Visioni d'insieme

La mia ragione d’essere sei tu, June

La mia ragione d’essere sei tu, June

Lei gli aveva dato uno scopo per amare, lui dal palco le ripeteva che lui ora rigava dritto. Cantava quelle parole per rassicurarla.

Dagli sterminati campi dell’Arkansas dove il piccolo Johnny Cash aiutava la famiglia a raccogliere il cotone sino al successo universale, una intera vita condita da una massiccia dose di alcool, barbiturici e anfetamine.

Johnny era un ragazzo perduto, uno che cantava “ho ucciso un uomo solo per vederlo morire”, ma il suo walk the line era lei June Carter. Per il suo 65esimo compleanno, il 23 giugno 1994 le scrive una lettera d’amore “Mi affascini e mi ispiri ancora. Mi influenzi in meglio. Sei l’oggetto del mio desiderio, la ragione terrena n. 1 della mia esistenza”.

Frasi brevi come i versi delle sue canzoni.

Si incontrarono su un palco, entrambi erano sposati, lui come sempre vestito di nero con la fama da cattivo e attaccabrighe a precederlo, lei con la sua gonna a ruota e il fiocco di raso tra i capelli. Johnny si innamorò all’istante, lei cercò di scacciare dal suo cuore quel battito che saliva, cresceva e non le dava respiro.

Lui le chiese di sposarlo così tante volte da perderne il conto ma non abbastanza per desistere. Per tredici anni inanellò un rifiuto dopo l’altro, sino al primo marzo del 1968 quando finalmente June disse si all’ennesima proposta fatta dal palco del suo ultimo concerto, appena una settimana prima.

“Invecchiamo e ci abituiamo. La pensiamo in modo simile. Ci leggiamo nel pensiero. Sappiamo cosa vuole l’altro senza chiedere. A volte ci irritiamo un po’. Forse a volte ci diamo per scontati” scrive lui, innamorato nella vita solo di lei, una donna piccola e minuta che è stata in grado di salvarlo costringendo lui a salvarsi da solo.

“Ma una volta ogni tanto, come oggi, ci medito e mi rendo conto di quanto sono fortunato a condividere la mia vita con la donna più grande che abbia mai incontrato”.

Ti amo moltissimo, scrive lui, senza che nessuno ne dubitasse mai.

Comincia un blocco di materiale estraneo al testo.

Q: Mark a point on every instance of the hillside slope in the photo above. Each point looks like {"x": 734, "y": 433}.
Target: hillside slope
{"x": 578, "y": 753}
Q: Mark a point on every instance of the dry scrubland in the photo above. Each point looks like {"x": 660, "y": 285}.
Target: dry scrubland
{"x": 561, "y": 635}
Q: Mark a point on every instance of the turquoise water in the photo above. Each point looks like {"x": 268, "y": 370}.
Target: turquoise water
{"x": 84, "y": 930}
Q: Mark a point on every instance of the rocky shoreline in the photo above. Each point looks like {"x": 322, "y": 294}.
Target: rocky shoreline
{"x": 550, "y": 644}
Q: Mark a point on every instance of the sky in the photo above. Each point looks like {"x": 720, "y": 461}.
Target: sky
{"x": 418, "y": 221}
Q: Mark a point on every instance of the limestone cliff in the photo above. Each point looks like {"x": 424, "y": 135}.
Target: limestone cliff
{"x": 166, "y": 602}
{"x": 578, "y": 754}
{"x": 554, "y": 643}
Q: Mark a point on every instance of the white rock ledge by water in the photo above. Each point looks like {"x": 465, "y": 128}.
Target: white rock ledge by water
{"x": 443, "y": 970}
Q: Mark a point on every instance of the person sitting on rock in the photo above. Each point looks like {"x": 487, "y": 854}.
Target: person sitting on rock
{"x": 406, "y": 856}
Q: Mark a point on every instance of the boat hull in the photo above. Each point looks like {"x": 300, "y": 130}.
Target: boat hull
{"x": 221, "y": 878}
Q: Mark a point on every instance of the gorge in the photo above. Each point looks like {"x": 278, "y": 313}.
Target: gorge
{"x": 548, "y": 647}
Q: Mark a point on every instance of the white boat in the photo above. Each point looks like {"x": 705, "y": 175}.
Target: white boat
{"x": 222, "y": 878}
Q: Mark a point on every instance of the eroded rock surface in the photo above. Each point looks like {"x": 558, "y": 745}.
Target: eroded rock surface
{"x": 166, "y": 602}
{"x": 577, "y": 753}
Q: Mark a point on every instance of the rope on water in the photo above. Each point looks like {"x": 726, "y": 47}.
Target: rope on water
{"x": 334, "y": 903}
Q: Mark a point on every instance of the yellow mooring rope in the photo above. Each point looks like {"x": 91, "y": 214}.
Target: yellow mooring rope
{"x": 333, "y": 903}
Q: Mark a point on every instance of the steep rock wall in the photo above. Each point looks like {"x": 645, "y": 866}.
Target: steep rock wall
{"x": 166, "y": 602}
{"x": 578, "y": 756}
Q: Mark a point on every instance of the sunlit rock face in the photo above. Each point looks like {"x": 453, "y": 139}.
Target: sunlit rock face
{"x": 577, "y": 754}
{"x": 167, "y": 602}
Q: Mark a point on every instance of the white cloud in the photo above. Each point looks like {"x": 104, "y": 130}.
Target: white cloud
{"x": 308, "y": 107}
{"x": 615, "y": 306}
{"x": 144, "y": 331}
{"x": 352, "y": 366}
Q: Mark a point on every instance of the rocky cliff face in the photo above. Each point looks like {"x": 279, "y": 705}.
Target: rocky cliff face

E lo ripete nella seconda lettere che le scrive, l’11 luglio 2003, lei era morta da appena due mesi e lui devastato abbozza solo due righe, non serve altro “Amo June Carter, lo faccio. Sì, certamente. Amo June Carter. E lei mi ama. Ma ora lei è un angelo e io no. Ora lei è un angelo e io no”.

É riuscito a vivere solo altri due mesi senza di lei, sua ragione d’esistenza.